Questioned by the investigators, a young woman explains, her voice trembling, that she escaped death twice because the terrorist's weapon did not work.

"I don't know why I'm still alive!" she punctuates in tears.

Another survivor explains, marked for life by the gaze of one of the attackers: "It's as if they weren't looking at anything. All these people they had just killed, it was nothing".

Traumatic memory and the tunnel effect

Some survivors have difficulty remembering the events but retain very precise images in their minds.

Elements that can prove decisive for the police, as Cédric Jimenez's film reminds us.

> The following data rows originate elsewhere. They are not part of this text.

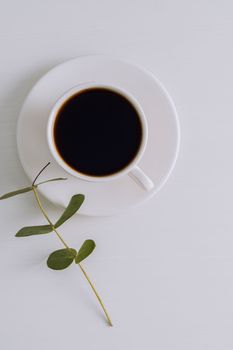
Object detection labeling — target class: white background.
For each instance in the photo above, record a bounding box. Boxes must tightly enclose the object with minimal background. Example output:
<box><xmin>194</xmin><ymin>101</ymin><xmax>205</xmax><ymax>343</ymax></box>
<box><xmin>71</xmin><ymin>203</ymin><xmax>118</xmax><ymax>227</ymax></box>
<box><xmin>0</xmin><ymin>0</ymin><xmax>233</xmax><ymax>350</ymax></box>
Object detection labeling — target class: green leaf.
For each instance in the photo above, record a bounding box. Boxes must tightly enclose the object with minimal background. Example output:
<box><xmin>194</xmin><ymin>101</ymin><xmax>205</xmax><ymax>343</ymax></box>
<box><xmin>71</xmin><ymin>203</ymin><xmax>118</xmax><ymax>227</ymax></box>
<box><xmin>47</xmin><ymin>248</ymin><xmax>77</xmax><ymax>270</ymax></box>
<box><xmin>15</xmin><ymin>225</ymin><xmax>53</xmax><ymax>237</ymax></box>
<box><xmin>54</xmin><ymin>194</ymin><xmax>85</xmax><ymax>228</ymax></box>
<box><xmin>75</xmin><ymin>239</ymin><xmax>95</xmax><ymax>264</ymax></box>
<box><xmin>0</xmin><ymin>186</ymin><xmax>32</xmax><ymax>199</ymax></box>
<box><xmin>35</xmin><ymin>177</ymin><xmax>67</xmax><ymax>186</ymax></box>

Because it is the testimony of a victim, describing fluorescent orange sneakers, which made it possible to put the investigators on the trail of Abdelhamid Abaaoud, when they believed him to be dead in Syria.

Mia, the character of "Revoir Paris", also has impressions that haunt her.

A feeling of drops of water on his hand and the image of a tattoo will prove decisive in his personal quest.

"It's a film about memory, it was at the heart of all the decisions, hence the use of many flashbacks. These are not movie flashbacks but a notion of psychology, traumatic memory involuntary", underlines the director, in reference to the memory problems caused, in some people, by an extremely stressful event.

Like Alice Winocour, Cédric Jimenez portrays characters in the throes of severe psychological trials, sometimes on the verge of breaking up.

"I wanted to recreate what the members of the anti-terrorist squad had told me. They talk about the 'tunnel effect', I find the term very telling and I wanted to restore it to the image. they go home and have no intimacy with their family seemed important to me to tell that. Because that's really what they lived 24 hours a day without interruption. They put everything aside, even their feeling".

In addition to addressing the same period, "November" and "Revoir Paris" have the particularity of eclipsing the course of the attacks, which here only constitute a starting point.

If the films of Cédric Jimenez and Alice Winocour dig very distinct angles, both choose to explore the reactions of a society faced with a tragedy of a scale hitherto unimaginable.